JoAnn had a strong lyrical sensibility and WELLINGTON AND WOLCOTT
captured a late afternoon in Chicago looking out the second story
window at Kartemquin Films as snow piled up on frozen streets. Kids
in the residential neighborhood began “skitching” automobiles:
grabbing onto the rear of a slow moving vehicle while it attempted to
navigate the ice and thus skating along with a free tow. The
combination of improvisational daring, crazy and slightly dangerous
behavior, adaptation to urban environment was set along a late
afternoon turning into twilight.

In the 1980s she began working on EVERYDAY PEOPLE, a film about
letter carriers and the working conditions of the Postal Service.
Elam was especially influenced by Harry Braverman’s analysis of
working conditions under capitalism and the film illustrated both the
attempts of the USPS to control workers and the workers’ endless
inventive ways around the “rules.” Herself a letter carrier for many
years, the film combined a social/political realist topic and an
extremely experimental, Brechtian, form. In repeated screening of it
as a work in progress around the US, it was clear that postal workers
and union members who attended the events had no problem with the
“radical” form because they found the subject matter compelling. The
film remains unfinished.

Elam left the post office after many confrontations with postal
managers, and she learned tax preparation to support herself,
eventually deciding to get a BS in accounting.

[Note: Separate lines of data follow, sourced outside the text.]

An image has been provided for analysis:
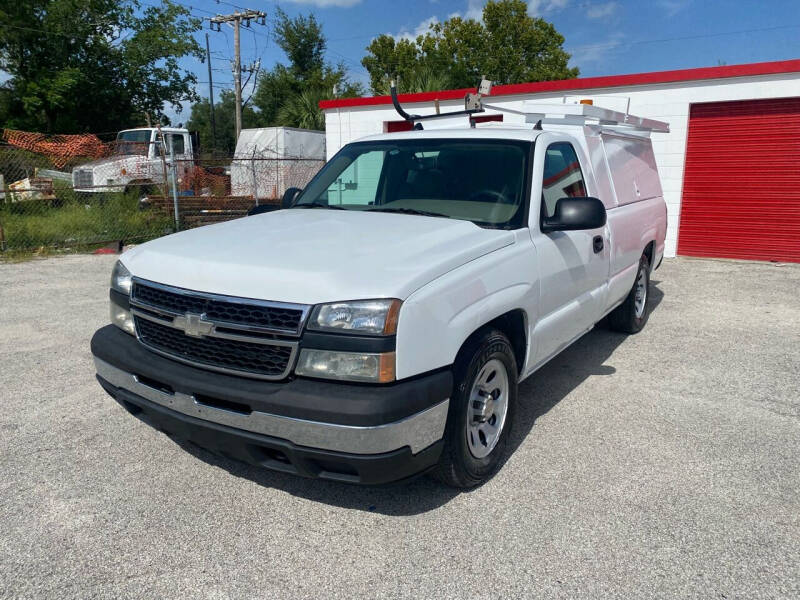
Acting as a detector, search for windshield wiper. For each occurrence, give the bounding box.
[292,200,347,210]
[368,208,450,219]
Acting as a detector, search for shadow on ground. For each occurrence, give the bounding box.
[178,280,664,516]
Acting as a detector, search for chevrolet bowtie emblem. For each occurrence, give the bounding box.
[172,313,214,337]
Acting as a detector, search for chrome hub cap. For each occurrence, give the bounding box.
[467,359,509,458]
[634,269,647,319]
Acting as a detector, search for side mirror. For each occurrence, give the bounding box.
[281,188,303,208]
[542,197,606,233]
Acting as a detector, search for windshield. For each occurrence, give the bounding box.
[293,139,531,229]
[114,129,153,156]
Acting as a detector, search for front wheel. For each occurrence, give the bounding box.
[608,254,650,333]
[433,329,518,488]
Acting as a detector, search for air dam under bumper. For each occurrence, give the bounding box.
[92,326,452,484]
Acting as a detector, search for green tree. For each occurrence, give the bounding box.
[361,0,579,94]
[253,8,363,130]
[186,90,259,155]
[0,0,202,133]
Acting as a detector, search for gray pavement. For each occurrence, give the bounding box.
[0,256,800,598]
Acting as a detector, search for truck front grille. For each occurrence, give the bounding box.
[74,169,94,188]
[133,282,304,335]
[135,316,294,379]
[130,279,310,379]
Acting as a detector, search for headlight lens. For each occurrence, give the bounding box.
[111,261,131,296]
[295,348,395,383]
[308,298,401,335]
[111,302,136,335]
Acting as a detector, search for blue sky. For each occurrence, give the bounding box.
[166,0,800,120]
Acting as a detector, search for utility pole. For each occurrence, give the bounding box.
[209,10,267,140]
[206,33,217,151]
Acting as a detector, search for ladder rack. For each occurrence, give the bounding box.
[483,101,669,133]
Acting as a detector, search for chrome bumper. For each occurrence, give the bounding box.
[94,357,450,454]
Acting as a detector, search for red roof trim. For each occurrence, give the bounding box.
[319,59,800,110]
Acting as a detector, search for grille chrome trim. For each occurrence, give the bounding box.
[130,277,312,341]
[130,277,311,381]
[132,311,300,381]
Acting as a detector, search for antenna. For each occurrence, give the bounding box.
[389,78,492,129]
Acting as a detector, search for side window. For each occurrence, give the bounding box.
[170,133,186,155]
[542,142,586,217]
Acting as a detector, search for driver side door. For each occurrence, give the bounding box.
[531,136,609,363]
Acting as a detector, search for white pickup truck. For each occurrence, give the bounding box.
[72,127,194,194]
[92,99,668,488]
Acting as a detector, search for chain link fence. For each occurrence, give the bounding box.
[0,130,324,256]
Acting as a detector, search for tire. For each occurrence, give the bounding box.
[432,329,518,489]
[608,254,650,333]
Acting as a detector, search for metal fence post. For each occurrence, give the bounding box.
[169,144,181,231]
[250,148,258,206]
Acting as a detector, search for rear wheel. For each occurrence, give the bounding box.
[608,254,650,333]
[433,329,517,488]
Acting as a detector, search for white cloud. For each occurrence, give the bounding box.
[440,0,485,21]
[389,16,439,42]
[528,0,570,17]
[586,2,619,19]
[565,32,625,67]
[464,0,483,21]
[658,0,692,17]
[286,0,361,8]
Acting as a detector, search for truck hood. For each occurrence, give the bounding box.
[72,154,141,171]
[121,209,514,304]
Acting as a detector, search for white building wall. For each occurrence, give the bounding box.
[325,73,800,257]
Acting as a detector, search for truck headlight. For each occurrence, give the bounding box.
[295,348,395,383]
[308,298,402,335]
[110,300,136,335]
[110,261,136,335]
[111,261,133,296]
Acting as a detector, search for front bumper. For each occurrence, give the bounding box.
[92,326,452,484]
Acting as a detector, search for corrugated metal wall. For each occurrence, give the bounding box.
[678,98,800,262]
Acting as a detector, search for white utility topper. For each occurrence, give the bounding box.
[92,85,667,487]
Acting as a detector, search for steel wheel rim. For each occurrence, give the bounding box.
[634,269,647,319]
[466,358,509,458]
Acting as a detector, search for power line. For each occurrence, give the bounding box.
[209,8,267,140]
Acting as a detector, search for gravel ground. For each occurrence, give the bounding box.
[0,256,800,598]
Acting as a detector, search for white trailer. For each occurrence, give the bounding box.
[231,127,325,202]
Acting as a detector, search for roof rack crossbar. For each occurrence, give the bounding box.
[484,101,669,133]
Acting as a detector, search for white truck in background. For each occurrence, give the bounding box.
[91,95,668,488]
[72,127,195,193]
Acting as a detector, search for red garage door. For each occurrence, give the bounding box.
[678,98,800,262]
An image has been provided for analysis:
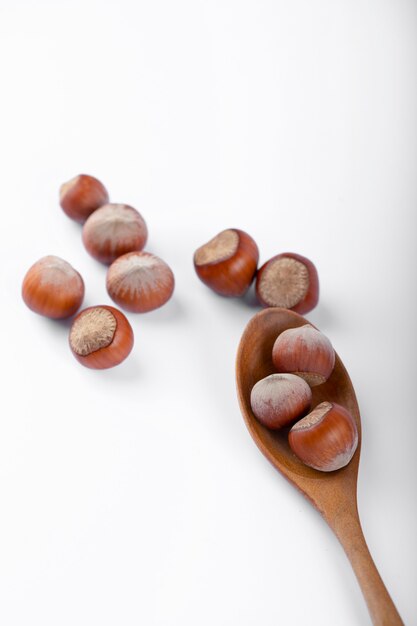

She specialized in
bookkeeping and tax preparation for nonprofit arts and political
organizations and artists and activists. She also expanded her love
of gardening and attained a Master Gardener status and then helped
communities, particularly in the inner city, develop gardens and
landscape neighborhoods. She often spoke of a fantasy of letter
carriers also being master gardeners, delivering the mail and seeds
and gardening advice to their neighborhood. A perfect evening for
her was a gathering of friends, meal of fresh fruits and vegetables
from her garden (supplemented by her husband’s Southern style
barbeque), and rhubarb pie or chocolate cake followed by several
people screening past films and work-in-progress.

Elam is survived by her husband, Joe Hendrix, and her siblings.